En El rastro de la canela hay una puesta en valor de la transmisión oral como expresión de verdad, que es la manera habitual en que los sectores subordinados hacen memoria. En la sumatoria de narradores múltiples, el espectador dialoga con las maneras en que el orden social afecta las ideas de una época y en cómo las vicisitudes políticas perfilan las opciones personalísimas, inclusive ante el amor.

Performance

Bajo los rigores de un parlamento exigente, en la función inaugural Arosteguy se mostró sólido, convincente y suelto a la vez, liviano; flotó con su interpretación, a tempo, en sintonía; aplicó un repertorio de proporciones justas que le permitió deslizarse graciosamente entre los personajes y las técnicas actorales. Al resto de los recursos escénicos les corresponde la misma ponderación: la construcción el diseño lumínico, la irrupción de las inserciones musicales, la concatenación de lo actuado con la aparición de las voces en off ha conformado una unidad semántica, es decir, han hecho su parte sin que se adviertan los hilvanes, en general armónicamente integrados.

En cuanto a la universalidad, el texto, el motor dramático de El rastro de la canela, reconoce combustibles múltiples. Es una galería de acuarelas en movimiento, conectadas por un hilo imperceptible que marida la cultura (en su más amplia y cotidiana acepción) con la política, ya sea hegemónica o de resistencia.

Es que, en nuestras historias, las circunstancias cuentan. Tanto se trate de aceptar sin más los cánones del guion general o para objetar los rasgos del personaje que nos hubieran asignado, es imposible que los entornos no contaminen nuestra visión de los procesos ni predispongan a tomar unos caminos sobre otros.

Espejos

En ese sentido, con la adaptación del texto original y la puesta en escena de El rastro de la canela, Teatro del Bardo se ha sumergido en las profundidades de su propia historia ambulante.
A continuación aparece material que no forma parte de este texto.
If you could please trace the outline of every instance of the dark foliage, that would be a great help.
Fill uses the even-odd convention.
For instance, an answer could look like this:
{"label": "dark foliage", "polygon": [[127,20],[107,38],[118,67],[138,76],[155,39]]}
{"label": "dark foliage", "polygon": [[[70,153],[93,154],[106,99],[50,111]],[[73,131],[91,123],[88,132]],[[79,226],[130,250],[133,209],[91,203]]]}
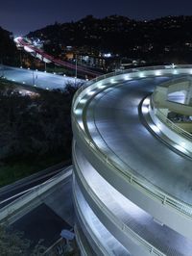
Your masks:
{"label": "dark foliage", "polygon": [[71,102],[77,89],[64,92],[40,90],[38,96],[23,96],[17,90],[0,90],[0,157],[71,153]]}

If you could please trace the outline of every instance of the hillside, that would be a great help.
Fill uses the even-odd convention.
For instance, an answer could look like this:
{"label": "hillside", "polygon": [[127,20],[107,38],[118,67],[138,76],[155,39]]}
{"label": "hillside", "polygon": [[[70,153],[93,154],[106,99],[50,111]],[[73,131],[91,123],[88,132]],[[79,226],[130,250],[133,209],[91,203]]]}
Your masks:
{"label": "hillside", "polygon": [[60,48],[71,45],[129,57],[192,57],[192,16],[136,21],[118,15],[102,19],[88,15],[77,22],[55,23],[28,36],[40,38],[59,54]]}

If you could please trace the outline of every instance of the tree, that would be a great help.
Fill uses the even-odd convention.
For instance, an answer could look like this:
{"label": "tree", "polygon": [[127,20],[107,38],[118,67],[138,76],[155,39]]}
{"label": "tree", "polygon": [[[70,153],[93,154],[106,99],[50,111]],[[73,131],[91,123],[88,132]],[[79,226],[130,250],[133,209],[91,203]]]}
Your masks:
{"label": "tree", "polygon": [[45,247],[39,241],[33,248],[32,243],[23,238],[23,233],[13,231],[5,225],[0,225],[0,254],[1,256],[39,256],[43,255]]}

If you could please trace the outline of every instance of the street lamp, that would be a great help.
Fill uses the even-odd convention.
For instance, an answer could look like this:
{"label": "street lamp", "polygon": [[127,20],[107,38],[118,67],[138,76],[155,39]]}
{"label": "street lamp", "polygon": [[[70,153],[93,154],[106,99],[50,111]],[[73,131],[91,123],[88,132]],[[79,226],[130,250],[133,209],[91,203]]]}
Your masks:
{"label": "street lamp", "polygon": [[75,55],[75,87],[76,87],[76,81],[78,76],[78,60],[77,60],[77,54]]}

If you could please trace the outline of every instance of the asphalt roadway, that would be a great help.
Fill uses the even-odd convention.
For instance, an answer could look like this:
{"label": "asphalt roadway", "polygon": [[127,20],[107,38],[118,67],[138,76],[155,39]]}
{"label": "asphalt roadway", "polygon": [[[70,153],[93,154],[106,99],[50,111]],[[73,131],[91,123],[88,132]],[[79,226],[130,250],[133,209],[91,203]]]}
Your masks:
{"label": "asphalt roadway", "polygon": [[84,82],[81,79],[73,77],[65,77],[53,73],[41,72],[37,70],[16,68],[6,65],[0,67],[0,77],[5,77],[8,80],[20,83],[22,85],[29,85],[38,87],[44,90],[60,89],[64,90],[65,86],[70,83],[77,85]]}

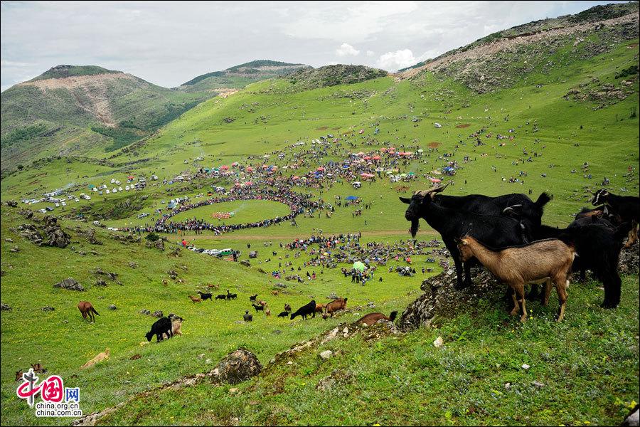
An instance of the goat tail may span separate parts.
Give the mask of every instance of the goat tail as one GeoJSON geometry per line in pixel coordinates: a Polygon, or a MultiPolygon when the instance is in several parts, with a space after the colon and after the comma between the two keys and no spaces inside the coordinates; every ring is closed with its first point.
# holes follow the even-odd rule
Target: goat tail
{"type": "Polygon", "coordinates": [[[538,196],[538,200],[535,201],[535,207],[542,209],[545,207],[545,204],[551,201],[553,198],[553,196],[548,194],[546,191],[543,191],[540,196],[538,196]]]}

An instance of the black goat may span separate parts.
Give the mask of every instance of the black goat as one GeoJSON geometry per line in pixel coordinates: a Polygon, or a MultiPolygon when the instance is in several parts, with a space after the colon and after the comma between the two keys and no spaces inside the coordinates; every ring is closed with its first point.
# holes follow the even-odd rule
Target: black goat
{"type": "Polygon", "coordinates": [[[420,226],[420,219],[440,233],[442,241],[451,253],[456,265],[457,289],[471,285],[471,264],[464,263],[464,280],[462,280],[462,260],[456,239],[469,235],[496,248],[521,245],[531,241],[533,231],[530,226],[506,216],[481,215],[466,211],[445,208],[433,201],[433,190],[416,193],[409,199],[400,197],[400,201],[409,204],[405,218],[411,221],[411,235],[415,237],[420,226]]]}
{"type": "MultiPolygon", "coordinates": [[[[418,191],[422,196],[432,193],[441,193],[449,184],[418,191]]],[[[469,194],[467,196],[448,196],[434,194],[432,199],[444,208],[467,211],[481,215],[508,214],[511,209],[517,209],[518,216],[530,223],[533,227],[539,226],[544,211],[545,205],[551,200],[547,193],[542,193],[538,200],[533,201],[528,196],[521,193],[512,193],[491,197],[484,194],[469,194]]]]}
{"type": "Polygon", "coordinates": [[[622,239],[629,232],[629,223],[615,230],[600,225],[590,224],[566,228],[540,226],[536,238],[559,238],[575,248],[577,256],[573,261],[573,271],[590,270],[604,287],[604,301],[602,307],[615,308],[620,303],[622,281],[618,274],[618,260],[622,249],[622,239]]]}
{"type": "Polygon", "coordinates": [[[313,315],[311,317],[316,317],[316,300],[313,300],[309,304],[305,304],[299,308],[296,312],[292,313],[291,320],[293,320],[297,316],[302,316],[302,318],[306,320],[306,316],[313,315]]]}
{"type": "Polygon", "coordinates": [[[601,189],[593,194],[593,206],[604,204],[613,214],[618,216],[621,223],[630,222],[629,240],[625,248],[630,248],[638,240],[638,224],[640,223],[640,197],[616,196],[607,189],[601,189]]]}
{"type": "Polygon", "coordinates": [[[162,334],[166,334],[167,337],[172,337],[174,333],[171,330],[171,321],[169,317],[161,317],[151,325],[151,330],[146,333],[146,340],[151,341],[154,335],[159,342],[162,340],[162,334]]]}
{"type": "MultiPolygon", "coordinates": [[[[203,301],[205,300],[211,300],[211,297],[213,296],[213,294],[205,293],[203,292],[200,292],[199,290],[198,291],[198,293],[200,294],[200,297],[202,298],[203,301]]],[[[211,300],[213,301],[213,300],[211,300]]]]}

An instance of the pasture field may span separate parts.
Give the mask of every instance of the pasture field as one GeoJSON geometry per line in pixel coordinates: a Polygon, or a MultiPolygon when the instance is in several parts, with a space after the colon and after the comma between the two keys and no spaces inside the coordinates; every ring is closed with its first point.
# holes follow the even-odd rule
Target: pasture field
{"type": "MultiPolygon", "coordinates": [[[[575,59],[561,69],[530,75],[513,87],[482,95],[428,72],[413,80],[396,81],[389,76],[304,91],[297,90],[286,80],[266,80],[199,105],[144,143],[95,153],[90,158],[43,161],[2,179],[0,190],[5,201],[40,198],[56,188],[78,194],[88,191],[89,184],[109,183],[112,178],[124,181],[128,175],[159,178],[149,181],[140,191],[92,194],[90,201],[56,208],[53,214],[72,238],[65,249],[36,246],[17,231],[29,222],[20,209],[50,204],[3,206],[1,300],[12,310],[2,312],[0,324],[0,423],[68,423],[69,420],[36,418],[17,398],[15,373],[31,363],[42,363],[63,376],[65,384],[80,387],[81,408],[89,413],[181,376],[209,371],[238,347],[251,350],[267,366],[259,377],[234,386],[240,393],[230,393],[231,386],[207,384],[179,393],[152,391],[137,396],[100,423],[619,423],[628,406],[640,401],[636,275],[624,277],[622,303],[611,310],[599,307],[603,297],[599,283],[572,283],[566,320],[560,324],[553,322],[555,297],[546,307],[532,302],[531,317],[524,324],[508,316],[499,298],[478,298],[459,312],[437,319],[429,328],[379,339],[363,334],[310,349],[292,364],[269,362],[292,345],[366,312],[401,313],[422,293],[422,281],[442,271],[441,257],[427,263],[427,255],[419,255],[412,260],[415,276],[389,273],[389,265],[405,265],[401,260],[392,261],[378,268],[373,281],[360,286],[341,273],[340,268],[348,264],[321,273],[319,267],[306,264],[312,255],[303,253],[294,258],[294,252],[282,249],[280,243],[317,236],[321,231],[324,236],[361,232],[363,245],[406,244],[409,223],[398,196],[430,186],[426,176],[434,176],[433,171],[439,172],[450,161],[457,162],[455,175],[437,174],[444,181],[452,181],[445,194],[522,192],[535,199],[548,191],[554,199],[546,206],[543,221],[553,226],[571,222],[572,214],[589,204],[591,192],[602,188],[605,177],[612,192],[638,196],[639,124],[634,114],[639,106],[638,79],[630,87],[632,95],[604,107],[597,107],[596,102],[563,97],[596,78],[619,85],[622,78],[616,78],[617,70],[637,63],[637,42],[619,43],[606,53],[575,59]],[[442,127],[437,128],[435,123],[442,127]],[[478,145],[476,137],[469,135],[481,130],[477,137],[482,144],[478,145]],[[338,142],[331,142],[329,138],[327,146],[312,144],[329,133],[338,142]],[[507,137],[497,139],[498,134],[507,137]],[[304,144],[294,145],[298,142],[304,144]],[[114,238],[116,234],[124,236],[122,233],[91,223],[99,220],[114,227],[152,224],[157,218],[154,210],[175,197],[202,200],[206,196],[198,195],[212,186],[228,189],[236,180],[248,178],[272,185],[274,176],[302,176],[319,165],[341,162],[351,153],[391,146],[424,150],[420,157],[393,165],[398,174],[414,174],[415,179],[391,182],[376,176],[354,189],[351,180],[334,176],[326,177],[321,186],[293,187],[314,200],[334,204],[330,217],[329,209],[319,209],[298,216],[297,226],[283,223],[221,236],[191,231],[163,235],[168,239],[164,252],[146,247],[146,232],[139,234],[142,243],[124,244],[114,238]],[[195,161],[198,157],[203,159],[195,161]],[[277,166],[279,172],[267,176],[232,168],[233,174],[228,176],[164,183],[179,174],[195,174],[198,167],[219,168],[235,162],[257,168],[277,166]],[[583,169],[585,162],[588,167],[583,169]],[[511,177],[518,181],[511,183],[511,177]],[[336,206],[336,196],[343,201],[348,196],[358,197],[360,204],[336,206]],[[361,215],[356,216],[361,209],[361,215]],[[138,218],[142,212],[151,215],[138,218]],[[87,243],[88,228],[95,231],[102,245],[87,243]],[[182,238],[198,248],[240,250],[240,260],[247,259],[250,243],[259,256],[245,267],[185,249],[178,250],[176,255],[173,250],[182,238]],[[11,251],[16,247],[17,252],[11,251]],[[271,272],[284,269],[280,263],[287,261],[301,275],[315,271],[316,279],[297,283],[273,278],[271,272]],[[422,266],[434,270],[422,274],[422,266]],[[122,285],[108,280],[106,287],[95,285],[98,267],[117,273],[122,285]],[[169,278],[170,270],[177,273],[176,280],[169,278]],[[87,291],[53,288],[68,277],[78,280],[87,291]],[[379,277],[383,282],[378,281],[379,277]],[[276,286],[277,283],[287,288],[276,286]],[[219,286],[210,291],[214,295],[228,289],[238,294],[238,300],[193,303],[188,295],[198,289],[206,291],[208,284],[219,286]],[[277,295],[272,294],[274,290],[277,295]],[[326,321],[317,317],[307,321],[276,317],[284,302],[295,310],[311,298],[326,302],[332,292],[348,297],[351,310],[326,321]],[[270,317],[253,311],[248,297],[255,293],[268,302],[270,317]],[[100,313],[95,324],[80,317],[76,307],[80,300],[91,301],[100,313]],[[368,307],[369,302],[375,307],[368,307]],[[117,309],[108,310],[110,304],[117,309]],[[46,306],[55,310],[43,311],[46,306]],[[141,345],[156,320],[140,314],[142,309],[183,317],[183,335],[141,345]],[[252,323],[241,321],[246,310],[254,315],[252,323]],[[439,336],[445,344],[436,349],[432,343],[439,336]],[[79,369],[107,347],[111,351],[107,361],[79,369]],[[318,353],[327,349],[336,355],[321,362],[318,353]],[[530,367],[523,368],[524,364],[530,367]],[[320,379],[333,372],[345,381],[337,381],[330,390],[316,389],[320,379]]],[[[558,51],[550,60],[560,60],[563,55],[568,53],[558,51]]],[[[212,212],[232,211],[237,211],[233,221],[244,223],[273,218],[289,209],[265,201],[228,202],[186,211],[174,219],[210,218],[212,212]]],[[[424,221],[421,226],[419,240],[439,238],[424,221]]],[[[464,292],[475,295],[473,288],[464,292]]]]}

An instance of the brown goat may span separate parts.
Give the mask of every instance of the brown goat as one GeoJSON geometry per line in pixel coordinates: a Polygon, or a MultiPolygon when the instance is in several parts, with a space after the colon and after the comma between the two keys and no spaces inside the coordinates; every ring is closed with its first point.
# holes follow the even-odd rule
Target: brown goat
{"type": "MultiPolygon", "coordinates": [[[[550,278],[555,285],[560,302],[558,321],[564,318],[569,283],[567,277],[575,257],[575,250],[572,247],[560,240],[550,238],[494,251],[467,236],[458,241],[458,249],[464,262],[475,257],[494,275],[513,289],[513,310],[511,314],[517,315],[521,307],[520,320],[522,322],[527,320],[525,284],[550,278]]],[[[545,295],[548,295],[550,289],[548,285],[545,295]]]]}
{"type": "Polygon", "coordinates": [[[89,317],[89,321],[92,323],[95,322],[95,316],[97,315],[100,316],[100,315],[95,311],[95,309],[93,308],[93,306],[91,305],[91,302],[89,301],[80,301],[78,303],[78,310],[80,310],[80,312],[82,314],[82,319],[86,319],[87,317],[89,317]]]}
{"type": "Polygon", "coordinates": [[[368,315],[366,315],[356,321],[356,324],[360,325],[366,325],[367,326],[371,326],[380,319],[384,319],[385,320],[388,320],[389,322],[393,322],[395,320],[395,316],[398,315],[397,311],[391,312],[391,314],[388,317],[382,313],[369,313],[368,315]]]}
{"type": "MultiPolygon", "coordinates": [[[[338,298],[324,305],[324,314],[334,317],[334,312],[346,308],[347,298],[338,298]]],[[[324,316],[323,316],[324,317],[324,316]]]]}

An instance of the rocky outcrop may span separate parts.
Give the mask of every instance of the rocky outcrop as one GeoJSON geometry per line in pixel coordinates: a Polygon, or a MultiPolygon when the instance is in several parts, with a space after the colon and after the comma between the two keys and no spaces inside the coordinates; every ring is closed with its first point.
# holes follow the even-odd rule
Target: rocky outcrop
{"type": "MultiPolygon", "coordinates": [[[[26,216],[31,218],[33,213],[28,211],[26,216]]],[[[41,230],[33,224],[25,223],[18,226],[18,233],[22,237],[33,242],[38,246],[55,246],[56,248],[66,248],[71,243],[70,236],[65,233],[58,223],[58,218],[55,216],[47,215],[43,218],[43,225],[41,230]]]]}
{"type": "Polygon", "coordinates": [[[618,270],[622,274],[638,274],[640,270],[640,241],[630,248],[622,249],[620,252],[620,260],[618,262],[618,270]]]}
{"type": "Polygon", "coordinates": [[[225,356],[208,376],[218,384],[237,384],[262,371],[262,365],[255,354],[241,347],[225,356]]]}
{"type": "Polygon", "coordinates": [[[66,289],[68,290],[86,290],[85,288],[82,285],[78,283],[78,280],[76,280],[73,278],[67,278],[62,282],[54,285],[53,288],[60,288],[60,289],[66,289]]]}
{"type": "Polygon", "coordinates": [[[47,215],[44,217],[44,241],[49,246],[66,248],[71,243],[71,238],[64,232],[58,223],[58,218],[47,215]]]}
{"type": "Polygon", "coordinates": [[[479,298],[497,300],[504,295],[506,288],[498,283],[491,273],[474,268],[471,275],[474,285],[463,290],[454,288],[457,277],[454,270],[422,282],[420,289],[425,293],[405,309],[400,320],[400,329],[427,326],[436,316],[454,316],[459,310],[476,303],[479,298]]]}

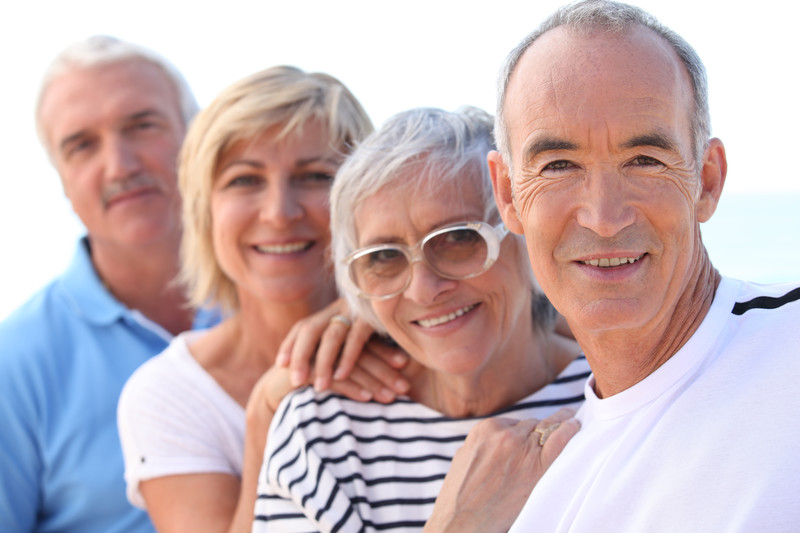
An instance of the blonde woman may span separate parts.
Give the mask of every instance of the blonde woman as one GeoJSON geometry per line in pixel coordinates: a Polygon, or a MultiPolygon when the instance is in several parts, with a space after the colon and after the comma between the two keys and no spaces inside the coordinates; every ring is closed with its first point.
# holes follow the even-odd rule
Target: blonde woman
{"type": "Polygon", "coordinates": [[[128,498],[159,531],[249,529],[266,429],[246,424],[248,398],[292,325],[336,298],[328,195],[371,130],[338,80],[293,67],[233,84],[191,125],[179,171],[182,280],[193,304],[228,318],[178,336],[120,398],[128,498]]]}

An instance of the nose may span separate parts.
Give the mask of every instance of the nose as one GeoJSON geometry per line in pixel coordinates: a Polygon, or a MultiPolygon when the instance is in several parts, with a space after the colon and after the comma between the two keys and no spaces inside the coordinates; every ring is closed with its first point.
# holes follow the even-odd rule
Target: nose
{"type": "Polygon", "coordinates": [[[263,222],[283,228],[302,218],[304,209],[298,191],[292,189],[288,183],[268,186],[265,193],[260,210],[260,219],[263,222]]]}
{"type": "Polygon", "coordinates": [[[578,223],[601,237],[613,237],[636,220],[630,184],[614,169],[592,172],[580,196],[578,223]]]}
{"type": "Polygon", "coordinates": [[[440,294],[450,291],[458,285],[457,280],[441,277],[424,261],[415,261],[409,268],[411,280],[403,292],[403,296],[420,305],[435,303],[440,294]]]}
{"type": "Polygon", "coordinates": [[[104,163],[108,181],[133,176],[141,171],[136,147],[123,137],[112,137],[105,143],[104,163]]]}

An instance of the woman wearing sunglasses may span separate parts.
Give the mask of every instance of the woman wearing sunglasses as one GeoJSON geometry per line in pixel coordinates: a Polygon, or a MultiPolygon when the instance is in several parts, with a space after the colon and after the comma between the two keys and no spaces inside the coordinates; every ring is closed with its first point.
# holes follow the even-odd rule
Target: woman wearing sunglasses
{"type": "MultiPolygon", "coordinates": [[[[337,173],[337,284],[355,314],[411,356],[411,388],[388,405],[310,388],[288,396],[270,429],[254,531],[465,530],[453,520],[506,530],[497,506],[513,519],[524,503],[524,490],[511,501],[499,489],[515,475],[535,482],[532,471],[497,471],[497,491],[491,479],[478,483],[474,513],[459,512],[470,503],[454,489],[470,482],[457,464],[467,452],[445,479],[488,417],[516,419],[523,442],[546,454],[555,422],[568,417],[554,413],[577,407],[589,373],[577,344],[554,332],[524,241],[500,224],[491,129],[477,109],[408,111],[337,173]]],[[[515,448],[471,447],[477,456],[515,448]]]]}

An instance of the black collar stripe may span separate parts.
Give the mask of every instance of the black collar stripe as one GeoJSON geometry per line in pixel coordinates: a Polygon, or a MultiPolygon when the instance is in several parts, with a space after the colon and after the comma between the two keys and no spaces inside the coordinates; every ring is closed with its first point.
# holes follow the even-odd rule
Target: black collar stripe
{"type": "Polygon", "coordinates": [[[800,287],[791,290],[783,296],[759,296],[747,302],[736,302],[731,311],[734,315],[743,315],[750,309],[777,309],[778,307],[800,300],[800,287]]]}

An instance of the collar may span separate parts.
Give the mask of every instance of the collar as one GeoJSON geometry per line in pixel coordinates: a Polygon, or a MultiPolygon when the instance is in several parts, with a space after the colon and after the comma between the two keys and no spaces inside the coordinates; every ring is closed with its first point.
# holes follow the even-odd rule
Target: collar
{"type": "Polygon", "coordinates": [[[129,313],[128,308],[103,285],[92,264],[89,238],[86,236],[78,241],[72,263],[61,277],[61,288],[75,312],[92,324],[109,325],[129,313]]]}

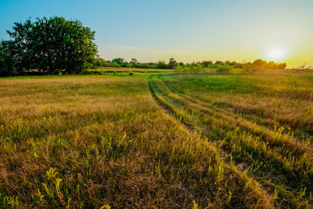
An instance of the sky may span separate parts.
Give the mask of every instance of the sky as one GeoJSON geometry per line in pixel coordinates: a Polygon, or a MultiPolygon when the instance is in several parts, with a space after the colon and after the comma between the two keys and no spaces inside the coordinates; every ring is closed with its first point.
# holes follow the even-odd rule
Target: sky
{"type": "Polygon", "coordinates": [[[95,31],[105,60],[216,60],[313,66],[312,0],[0,0],[0,40],[29,17],[62,16],[95,31]]]}

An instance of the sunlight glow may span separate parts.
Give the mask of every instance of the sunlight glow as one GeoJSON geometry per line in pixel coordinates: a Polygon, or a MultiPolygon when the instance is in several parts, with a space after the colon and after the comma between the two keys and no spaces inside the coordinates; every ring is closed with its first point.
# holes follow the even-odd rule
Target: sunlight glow
{"type": "Polygon", "coordinates": [[[278,60],[283,58],[284,52],[281,49],[273,49],[269,53],[269,57],[274,60],[278,60]]]}

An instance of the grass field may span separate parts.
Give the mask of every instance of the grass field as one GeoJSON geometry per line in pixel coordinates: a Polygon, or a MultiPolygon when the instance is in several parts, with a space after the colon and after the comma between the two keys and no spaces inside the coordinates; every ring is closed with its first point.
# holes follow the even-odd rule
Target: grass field
{"type": "Polygon", "coordinates": [[[0,78],[0,208],[313,207],[312,70],[114,70],[0,78]]]}

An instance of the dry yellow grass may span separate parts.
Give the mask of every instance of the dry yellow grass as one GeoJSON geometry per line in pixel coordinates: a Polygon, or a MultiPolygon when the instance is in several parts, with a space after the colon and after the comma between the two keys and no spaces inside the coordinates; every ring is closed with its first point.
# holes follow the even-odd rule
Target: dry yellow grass
{"type": "Polygon", "coordinates": [[[3,208],[275,206],[214,143],[165,114],[145,75],[0,79],[3,208]]]}

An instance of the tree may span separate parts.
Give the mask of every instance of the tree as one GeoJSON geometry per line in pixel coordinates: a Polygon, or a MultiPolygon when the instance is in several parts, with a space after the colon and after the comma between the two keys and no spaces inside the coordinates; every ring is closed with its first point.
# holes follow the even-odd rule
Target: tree
{"type": "Polygon", "coordinates": [[[119,65],[121,65],[124,63],[124,58],[115,58],[112,60],[113,63],[117,63],[119,65]]]}
{"type": "MultiPolygon", "coordinates": [[[[38,69],[45,74],[79,73],[86,66],[96,63],[97,45],[93,42],[95,31],[78,20],[64,17],[37,18],[15,22],[6,54],[10,54],[13,66],[9,70],[17,74],[29,69],[38,69]]],[[[4,51],[6,51],[4,50],[4,51]]],[[[1,49],[3,52],[3,50],[1,49]]],[[[3,54],[3,53],[2,53],[3,54]]],[[[2,62],[2,57],[0,61],[2,62]]],[[[0,63],[1,66],[3,63],[0,63]]]]}
{"type": "Polygon", "coordinates": [[[261,59],[257,59],[253,62],[253,64],[257,66],[263,66],[266,64],[267,64],[267,62],[266,61],[264,61],[261,59]]]}
{"type": "Polygon", "coordinates": [[[165,61],[159,61],[156,65],[156,69],[168,69],[168,65],[166,63],[165,61]]]}
{"type": "Polygon", "coordinates": [[[138,64],[138,60],[135,58],[132,58],[129,63],[133,64],[134,65],[136,65],[138,64]]]}
{"type": "Polygon", "coordinates": [[[177,63],[177,62],[174,58],[170,59],[170,61],[168,63],[168,69],[174,69],[174,67],[175,66],[177,63]]]}

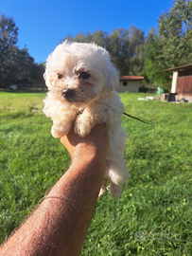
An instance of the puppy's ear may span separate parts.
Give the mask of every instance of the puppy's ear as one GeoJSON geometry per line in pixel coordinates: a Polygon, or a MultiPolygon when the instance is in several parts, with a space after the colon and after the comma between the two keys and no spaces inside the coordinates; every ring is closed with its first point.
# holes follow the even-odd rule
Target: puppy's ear
{"type": "Polygon", "coordinates": [[[105,70],[105,89],[107,91],[115,90],[119,84],[119,74],[116,68],[111,64],[105,70]]]}

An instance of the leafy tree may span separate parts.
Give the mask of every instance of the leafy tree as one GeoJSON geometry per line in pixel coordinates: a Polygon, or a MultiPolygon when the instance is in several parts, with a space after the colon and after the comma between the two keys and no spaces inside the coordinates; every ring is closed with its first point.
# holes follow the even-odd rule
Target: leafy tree
{"type": "Polygon", "coordinates": [[[93,34],[79,33],[76,37],[68,35],[64,40],[66,39],[82,43],[95,42],[103,46],[110,52],[112,62],[121,75],[137,75],[143,68],[145,48],[142,45],[145,36],[144,32],[135,27],[130,29],[113,29],[110,35],[108,32],[96,30],[93,34]]]}
{"type": "Polygon", "coordinates": [[[0,78],[8,75],[9,67],[12,65],[17,44],[18,27],[12,18],[5,15],[0,19],[0,78]]]}
{"type": "Polygon", "coordinates": [[[158,36],[166,67],[192,62],[192,2],[175,0],[173,8],[160,16],[158,36]]]}
{"type": "Polygon", "coordinates": [[[30,57],[27,48],[20,49],[16,44],[18,27],[12,18],[0,19],[0,79],[22,81],[31,79],[34,59],[30,57]]]}
{"type": "Polygon", "coordinates": [[[151,82],[166,83],[166,68],[192,63],[192,2],[173,4],[159,17],[158,33],[151,29],[148,36],[144,72],[151,82]]]}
La extensión de sus sístoles y diástoles y la complejidad de sus aciertos y fallidos es difícil de explicar sin atender a los específicos contextos de producción, inscriptos en la tradición del teatro independiente en las provincias. En efecto, habitada por voces distintas y visiones diferentes que sin embargo han construido una insignia, Teatro del Bardo se ha caracterizado por la búsqueda que, a veces, fue a tientas y otras con claridad meridiana.

Por eso, ha sido un oxímoron que, con el fugaz estreno de esta obra, Del Bardo haya cerrado un ciclo de años. Para ellos y para todos, el futuro es incierto. Lo innegable es que el tintineo de las estrellas persiste, pese al cielo nublado.

Después de todo, de la historia de amor en tiempo presente que se quiera contar dependerá el aroma que quedará grabado en la memoria, lo que constituye un verdadero programa de vida, además de una movilizante propuesta artística.